There’s a lot. It’s a big trust thing. If you don’t think about where the hold is going to be, if you miss the ball by inches or if it leans a little bit forward or back or left or right or the laces are pointed toward the right or the left and the way the ball is, the laces and the weight of the ball in the wind, there’s so much stuff that goes into it. A lot of that has to do with how good the snapper is; the snapper giving the holder laces out. There are so many little things that go into it. It’s almost like a pitcher prefers one catcher over the other. To some, it’s like the guy is just catching the ball but he’s not really – he knows what the guy likes, he knows how to frame the pitches, he knows what pitches he likes to call. Ryan knows when it’s a certain wind to lean it a little more or to open up his body a little more. Maybe if the wind is blowing right to left to put the laces a little bit more to the right so it will hold longer.
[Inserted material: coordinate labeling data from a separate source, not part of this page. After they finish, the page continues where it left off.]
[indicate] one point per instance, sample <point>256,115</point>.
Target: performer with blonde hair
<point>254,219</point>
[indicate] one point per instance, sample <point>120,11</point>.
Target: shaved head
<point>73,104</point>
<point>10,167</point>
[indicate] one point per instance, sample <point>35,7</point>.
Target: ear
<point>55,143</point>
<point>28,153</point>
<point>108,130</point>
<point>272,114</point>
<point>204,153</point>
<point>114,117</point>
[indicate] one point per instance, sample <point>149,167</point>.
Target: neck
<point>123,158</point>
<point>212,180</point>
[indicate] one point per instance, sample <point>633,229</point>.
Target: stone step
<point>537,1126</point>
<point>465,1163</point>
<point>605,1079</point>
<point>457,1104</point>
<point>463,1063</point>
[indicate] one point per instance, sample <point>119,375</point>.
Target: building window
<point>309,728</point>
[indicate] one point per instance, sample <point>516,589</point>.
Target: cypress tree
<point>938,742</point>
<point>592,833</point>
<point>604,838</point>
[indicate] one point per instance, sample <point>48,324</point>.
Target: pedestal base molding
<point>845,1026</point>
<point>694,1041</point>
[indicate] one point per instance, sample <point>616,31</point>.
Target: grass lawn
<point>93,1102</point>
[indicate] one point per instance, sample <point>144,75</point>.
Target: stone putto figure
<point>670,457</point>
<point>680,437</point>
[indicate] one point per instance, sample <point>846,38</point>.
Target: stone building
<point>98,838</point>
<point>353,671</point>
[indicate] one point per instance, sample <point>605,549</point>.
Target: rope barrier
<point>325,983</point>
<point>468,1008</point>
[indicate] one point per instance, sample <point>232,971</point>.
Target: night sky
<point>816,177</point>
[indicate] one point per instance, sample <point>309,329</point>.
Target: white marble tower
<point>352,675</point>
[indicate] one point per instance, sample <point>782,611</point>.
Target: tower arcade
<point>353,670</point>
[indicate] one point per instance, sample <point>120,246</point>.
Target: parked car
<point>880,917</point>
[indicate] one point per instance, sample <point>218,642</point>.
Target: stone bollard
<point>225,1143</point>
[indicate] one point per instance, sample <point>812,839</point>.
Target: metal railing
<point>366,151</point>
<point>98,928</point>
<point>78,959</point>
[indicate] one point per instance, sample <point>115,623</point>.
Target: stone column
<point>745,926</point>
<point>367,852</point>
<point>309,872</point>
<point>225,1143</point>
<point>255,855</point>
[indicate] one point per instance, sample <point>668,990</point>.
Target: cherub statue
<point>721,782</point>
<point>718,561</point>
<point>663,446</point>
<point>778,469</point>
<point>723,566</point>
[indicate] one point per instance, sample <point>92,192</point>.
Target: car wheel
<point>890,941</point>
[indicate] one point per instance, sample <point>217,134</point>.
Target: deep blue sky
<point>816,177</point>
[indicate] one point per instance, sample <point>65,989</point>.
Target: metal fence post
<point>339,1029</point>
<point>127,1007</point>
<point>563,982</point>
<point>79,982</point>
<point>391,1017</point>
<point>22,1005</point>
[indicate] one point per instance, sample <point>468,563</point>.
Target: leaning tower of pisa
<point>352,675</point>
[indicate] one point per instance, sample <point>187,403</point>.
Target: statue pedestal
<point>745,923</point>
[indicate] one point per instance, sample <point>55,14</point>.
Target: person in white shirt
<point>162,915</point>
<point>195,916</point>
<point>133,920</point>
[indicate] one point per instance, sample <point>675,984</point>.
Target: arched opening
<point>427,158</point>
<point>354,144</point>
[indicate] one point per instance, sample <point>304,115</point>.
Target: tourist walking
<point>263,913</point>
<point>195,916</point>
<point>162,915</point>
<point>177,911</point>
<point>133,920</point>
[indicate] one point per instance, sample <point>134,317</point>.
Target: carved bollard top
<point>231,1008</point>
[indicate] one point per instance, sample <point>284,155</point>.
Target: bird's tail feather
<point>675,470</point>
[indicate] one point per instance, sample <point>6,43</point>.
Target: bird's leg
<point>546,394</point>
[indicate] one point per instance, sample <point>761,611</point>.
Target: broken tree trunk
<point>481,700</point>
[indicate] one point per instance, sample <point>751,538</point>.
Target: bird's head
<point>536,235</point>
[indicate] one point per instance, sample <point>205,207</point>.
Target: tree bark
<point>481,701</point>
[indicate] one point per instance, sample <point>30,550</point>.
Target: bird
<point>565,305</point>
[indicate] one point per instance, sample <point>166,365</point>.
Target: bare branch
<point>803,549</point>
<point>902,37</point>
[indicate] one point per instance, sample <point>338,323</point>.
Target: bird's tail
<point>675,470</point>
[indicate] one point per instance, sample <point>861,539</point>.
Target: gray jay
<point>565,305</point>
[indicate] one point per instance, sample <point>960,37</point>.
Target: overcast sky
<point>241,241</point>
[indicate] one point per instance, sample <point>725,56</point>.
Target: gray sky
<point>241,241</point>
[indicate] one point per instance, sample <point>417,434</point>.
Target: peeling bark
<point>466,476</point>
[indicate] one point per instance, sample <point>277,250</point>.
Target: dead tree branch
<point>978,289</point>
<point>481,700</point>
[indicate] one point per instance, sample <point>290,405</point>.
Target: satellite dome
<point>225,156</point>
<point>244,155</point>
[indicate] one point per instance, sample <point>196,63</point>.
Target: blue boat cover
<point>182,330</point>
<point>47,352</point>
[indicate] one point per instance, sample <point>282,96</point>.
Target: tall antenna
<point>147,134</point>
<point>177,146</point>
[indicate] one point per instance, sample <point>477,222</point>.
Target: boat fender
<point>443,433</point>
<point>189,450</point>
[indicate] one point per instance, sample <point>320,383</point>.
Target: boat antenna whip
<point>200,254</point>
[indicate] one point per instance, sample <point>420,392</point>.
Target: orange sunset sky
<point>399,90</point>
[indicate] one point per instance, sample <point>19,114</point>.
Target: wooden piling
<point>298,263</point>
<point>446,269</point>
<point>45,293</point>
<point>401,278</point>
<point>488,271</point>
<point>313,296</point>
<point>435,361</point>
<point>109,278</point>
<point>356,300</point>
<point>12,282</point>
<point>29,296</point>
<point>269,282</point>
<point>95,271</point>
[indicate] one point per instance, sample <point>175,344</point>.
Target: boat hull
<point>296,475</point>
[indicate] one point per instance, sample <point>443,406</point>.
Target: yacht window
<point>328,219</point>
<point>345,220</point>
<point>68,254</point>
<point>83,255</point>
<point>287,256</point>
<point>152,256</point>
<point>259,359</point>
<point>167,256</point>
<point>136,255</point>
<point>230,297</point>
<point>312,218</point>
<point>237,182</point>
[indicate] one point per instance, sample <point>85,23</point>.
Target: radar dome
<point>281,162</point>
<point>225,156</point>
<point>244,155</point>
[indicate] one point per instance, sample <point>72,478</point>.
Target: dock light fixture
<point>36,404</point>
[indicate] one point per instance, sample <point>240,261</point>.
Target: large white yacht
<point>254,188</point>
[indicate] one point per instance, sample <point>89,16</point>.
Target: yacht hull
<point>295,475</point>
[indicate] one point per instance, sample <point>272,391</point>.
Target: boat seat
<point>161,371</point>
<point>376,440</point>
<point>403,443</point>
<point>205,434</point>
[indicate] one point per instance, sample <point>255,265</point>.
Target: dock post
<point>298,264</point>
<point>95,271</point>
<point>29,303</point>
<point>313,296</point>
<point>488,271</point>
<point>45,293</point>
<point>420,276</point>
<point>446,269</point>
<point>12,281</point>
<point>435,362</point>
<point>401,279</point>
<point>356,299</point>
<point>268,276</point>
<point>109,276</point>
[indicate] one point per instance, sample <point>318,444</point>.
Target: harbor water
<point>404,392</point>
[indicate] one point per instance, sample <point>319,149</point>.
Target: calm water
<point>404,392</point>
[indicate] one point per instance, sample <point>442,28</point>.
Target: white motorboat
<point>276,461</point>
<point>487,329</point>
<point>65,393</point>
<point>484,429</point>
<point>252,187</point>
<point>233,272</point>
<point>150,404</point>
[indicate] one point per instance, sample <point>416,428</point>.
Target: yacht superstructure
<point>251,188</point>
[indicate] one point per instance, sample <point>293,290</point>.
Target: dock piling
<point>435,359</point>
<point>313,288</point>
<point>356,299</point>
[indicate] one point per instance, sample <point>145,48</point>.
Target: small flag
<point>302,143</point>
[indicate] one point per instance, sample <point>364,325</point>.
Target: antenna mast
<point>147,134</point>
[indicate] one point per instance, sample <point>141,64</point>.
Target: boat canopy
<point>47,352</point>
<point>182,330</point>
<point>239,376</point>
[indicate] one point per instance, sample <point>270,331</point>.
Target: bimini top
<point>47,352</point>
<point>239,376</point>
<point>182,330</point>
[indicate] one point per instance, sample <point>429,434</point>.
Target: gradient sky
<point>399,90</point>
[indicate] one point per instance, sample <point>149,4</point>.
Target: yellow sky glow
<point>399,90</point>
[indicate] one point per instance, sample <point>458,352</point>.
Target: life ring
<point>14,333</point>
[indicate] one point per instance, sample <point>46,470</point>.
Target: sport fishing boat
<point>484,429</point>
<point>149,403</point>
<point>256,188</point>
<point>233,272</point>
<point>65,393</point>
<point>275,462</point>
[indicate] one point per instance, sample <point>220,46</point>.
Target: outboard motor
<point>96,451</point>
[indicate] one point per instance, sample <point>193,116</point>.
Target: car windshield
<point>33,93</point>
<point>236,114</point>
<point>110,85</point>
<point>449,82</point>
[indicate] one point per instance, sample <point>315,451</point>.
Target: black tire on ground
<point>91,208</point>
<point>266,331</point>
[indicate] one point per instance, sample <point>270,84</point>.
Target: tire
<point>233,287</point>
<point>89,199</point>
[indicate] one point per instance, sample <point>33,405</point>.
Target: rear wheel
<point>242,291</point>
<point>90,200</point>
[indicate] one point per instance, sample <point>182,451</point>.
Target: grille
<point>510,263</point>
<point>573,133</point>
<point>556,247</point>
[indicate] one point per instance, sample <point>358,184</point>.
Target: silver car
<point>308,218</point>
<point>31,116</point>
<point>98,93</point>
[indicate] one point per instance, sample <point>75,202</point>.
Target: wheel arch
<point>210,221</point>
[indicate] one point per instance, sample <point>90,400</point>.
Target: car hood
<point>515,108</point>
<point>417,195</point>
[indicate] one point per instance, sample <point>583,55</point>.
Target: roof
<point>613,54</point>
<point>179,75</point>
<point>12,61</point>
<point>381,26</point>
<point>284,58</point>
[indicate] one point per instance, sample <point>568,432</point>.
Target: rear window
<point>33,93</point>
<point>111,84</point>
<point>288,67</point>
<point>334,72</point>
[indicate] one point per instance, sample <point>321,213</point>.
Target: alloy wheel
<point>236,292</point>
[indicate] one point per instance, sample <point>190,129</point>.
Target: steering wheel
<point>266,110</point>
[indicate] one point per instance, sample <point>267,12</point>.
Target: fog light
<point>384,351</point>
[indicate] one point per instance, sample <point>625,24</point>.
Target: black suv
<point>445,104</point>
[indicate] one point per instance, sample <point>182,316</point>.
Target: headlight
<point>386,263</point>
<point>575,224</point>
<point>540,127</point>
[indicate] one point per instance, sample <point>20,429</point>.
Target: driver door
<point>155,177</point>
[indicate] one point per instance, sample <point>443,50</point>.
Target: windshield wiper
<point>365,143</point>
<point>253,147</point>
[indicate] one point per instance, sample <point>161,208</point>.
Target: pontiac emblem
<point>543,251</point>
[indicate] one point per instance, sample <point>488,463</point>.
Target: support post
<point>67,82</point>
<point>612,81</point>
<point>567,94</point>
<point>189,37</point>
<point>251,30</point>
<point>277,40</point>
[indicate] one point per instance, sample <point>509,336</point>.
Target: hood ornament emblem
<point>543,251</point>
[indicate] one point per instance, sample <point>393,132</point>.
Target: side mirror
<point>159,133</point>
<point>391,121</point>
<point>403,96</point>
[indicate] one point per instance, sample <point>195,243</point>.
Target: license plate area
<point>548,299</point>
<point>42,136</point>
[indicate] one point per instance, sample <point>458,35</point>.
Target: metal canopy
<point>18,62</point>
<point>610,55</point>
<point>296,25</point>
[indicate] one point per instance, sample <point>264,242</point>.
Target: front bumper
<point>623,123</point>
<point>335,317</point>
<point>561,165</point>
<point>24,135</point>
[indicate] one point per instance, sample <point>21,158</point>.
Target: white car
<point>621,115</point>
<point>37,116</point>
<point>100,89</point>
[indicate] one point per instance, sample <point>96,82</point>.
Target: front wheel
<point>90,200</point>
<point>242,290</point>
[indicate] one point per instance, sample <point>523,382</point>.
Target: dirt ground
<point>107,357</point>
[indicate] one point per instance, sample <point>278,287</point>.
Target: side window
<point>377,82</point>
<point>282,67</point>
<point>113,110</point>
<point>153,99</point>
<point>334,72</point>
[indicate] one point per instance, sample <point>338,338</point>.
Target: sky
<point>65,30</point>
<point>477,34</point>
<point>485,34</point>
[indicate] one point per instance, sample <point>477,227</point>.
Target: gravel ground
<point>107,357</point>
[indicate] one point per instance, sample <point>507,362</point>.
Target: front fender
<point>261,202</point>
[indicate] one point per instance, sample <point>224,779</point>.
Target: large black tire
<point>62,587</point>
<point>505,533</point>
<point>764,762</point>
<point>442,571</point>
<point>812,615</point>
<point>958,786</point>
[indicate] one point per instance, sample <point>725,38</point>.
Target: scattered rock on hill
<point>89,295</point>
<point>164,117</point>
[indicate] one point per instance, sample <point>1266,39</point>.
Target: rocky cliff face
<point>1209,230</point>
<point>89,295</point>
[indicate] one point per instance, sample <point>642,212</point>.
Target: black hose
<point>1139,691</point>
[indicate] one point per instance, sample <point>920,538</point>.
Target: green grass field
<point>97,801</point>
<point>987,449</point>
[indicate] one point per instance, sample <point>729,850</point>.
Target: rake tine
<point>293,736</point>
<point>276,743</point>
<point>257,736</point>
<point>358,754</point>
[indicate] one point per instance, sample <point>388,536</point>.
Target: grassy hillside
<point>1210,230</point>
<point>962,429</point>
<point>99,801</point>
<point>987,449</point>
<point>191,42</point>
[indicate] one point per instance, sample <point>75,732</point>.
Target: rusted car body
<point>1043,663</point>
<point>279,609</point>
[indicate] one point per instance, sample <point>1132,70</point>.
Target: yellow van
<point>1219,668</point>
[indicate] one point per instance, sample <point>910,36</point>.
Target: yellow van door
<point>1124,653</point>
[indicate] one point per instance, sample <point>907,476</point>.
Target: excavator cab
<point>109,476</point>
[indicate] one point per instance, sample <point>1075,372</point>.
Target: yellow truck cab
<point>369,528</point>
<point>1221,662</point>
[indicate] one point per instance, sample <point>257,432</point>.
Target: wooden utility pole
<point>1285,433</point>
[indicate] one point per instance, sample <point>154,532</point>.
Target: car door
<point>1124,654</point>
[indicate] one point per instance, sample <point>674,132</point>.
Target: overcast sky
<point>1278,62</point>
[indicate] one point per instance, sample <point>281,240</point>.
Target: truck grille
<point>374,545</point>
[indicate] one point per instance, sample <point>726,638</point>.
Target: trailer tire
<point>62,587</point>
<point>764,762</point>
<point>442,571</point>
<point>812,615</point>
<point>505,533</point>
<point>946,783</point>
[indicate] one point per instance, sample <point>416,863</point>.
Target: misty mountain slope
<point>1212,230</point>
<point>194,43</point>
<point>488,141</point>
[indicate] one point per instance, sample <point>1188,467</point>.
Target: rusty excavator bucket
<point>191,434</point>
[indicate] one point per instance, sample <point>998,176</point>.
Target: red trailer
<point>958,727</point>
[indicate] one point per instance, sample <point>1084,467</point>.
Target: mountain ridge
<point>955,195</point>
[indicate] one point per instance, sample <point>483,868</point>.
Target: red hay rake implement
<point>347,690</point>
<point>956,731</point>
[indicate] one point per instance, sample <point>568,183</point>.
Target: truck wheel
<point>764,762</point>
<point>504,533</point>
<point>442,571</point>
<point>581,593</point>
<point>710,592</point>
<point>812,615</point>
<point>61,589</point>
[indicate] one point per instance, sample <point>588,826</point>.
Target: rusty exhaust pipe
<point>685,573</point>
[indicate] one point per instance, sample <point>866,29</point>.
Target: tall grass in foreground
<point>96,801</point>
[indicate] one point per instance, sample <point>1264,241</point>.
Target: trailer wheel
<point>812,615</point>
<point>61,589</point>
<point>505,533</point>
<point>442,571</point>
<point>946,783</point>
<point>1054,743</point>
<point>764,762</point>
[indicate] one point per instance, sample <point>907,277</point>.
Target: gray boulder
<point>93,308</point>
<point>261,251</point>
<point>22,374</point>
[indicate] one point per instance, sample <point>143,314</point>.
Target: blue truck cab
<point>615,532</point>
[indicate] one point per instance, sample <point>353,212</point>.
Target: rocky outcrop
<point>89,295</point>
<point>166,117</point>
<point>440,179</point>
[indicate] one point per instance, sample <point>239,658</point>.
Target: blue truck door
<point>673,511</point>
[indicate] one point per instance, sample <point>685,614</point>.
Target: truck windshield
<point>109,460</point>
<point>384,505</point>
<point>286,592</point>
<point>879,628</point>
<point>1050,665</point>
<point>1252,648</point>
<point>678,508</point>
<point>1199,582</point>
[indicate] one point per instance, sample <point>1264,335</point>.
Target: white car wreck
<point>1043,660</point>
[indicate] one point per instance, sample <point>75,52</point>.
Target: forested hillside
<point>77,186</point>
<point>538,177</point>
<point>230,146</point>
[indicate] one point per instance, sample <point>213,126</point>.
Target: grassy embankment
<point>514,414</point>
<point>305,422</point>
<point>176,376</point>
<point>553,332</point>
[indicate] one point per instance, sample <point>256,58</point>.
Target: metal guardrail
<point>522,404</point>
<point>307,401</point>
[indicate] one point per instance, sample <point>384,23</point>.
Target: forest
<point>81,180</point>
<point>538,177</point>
With playing outside and in adverse conditions, there’s a lot more adjusting that goes into it. You can miss a kick on a good hold and you can still make kicks with bad holds but the more the operation is perfect, the percentages go up and up. It’s 1.3 seconds from when the ball is moved from the center is when you want to try to get the kick off. By the time my first foot hits, you want to see the ball. If it’s late or something like that, it can just throw your timing off. Getting a rapport with them and getting in rhythm and timing, it’s very important. He’s done a great job.

https://www.patriots.com/news/stephen-gostkowski-press-conference-transcript-195191

With that in mind, I went to look at the splits between Gostkowski’s results with Beau Brinkley, the Titans long time long snapper, and with Matt Overton, the veteran snapper who replaced Brinkley midway through the season after a sequence of bad snaps that led to — among other bad results — an injury to Brett Kern. Here is what I found:

Gostkowski w/Brinkley: 10 of 16 (62.5%) on field goals, 20 of 22 (90.9%) on extra points
Gostkowski w/Overton: 8 of 9 (88.9%) on field goals, 26 of 26 (100%) on extra points

That seems like a pretty dramatic shift to me and when you layer McAfee’s comments over those results, you can certainly come to the conclusion that, perhaps, Brinkley was part of — if not most of — the problem. The Titans going out and getting arguably the best long snapper in the NFL in Morgan Cox from the Ravens would seem to suggest that they believe that position is pretty important to the success of whoever is going to be kicking field goals this year.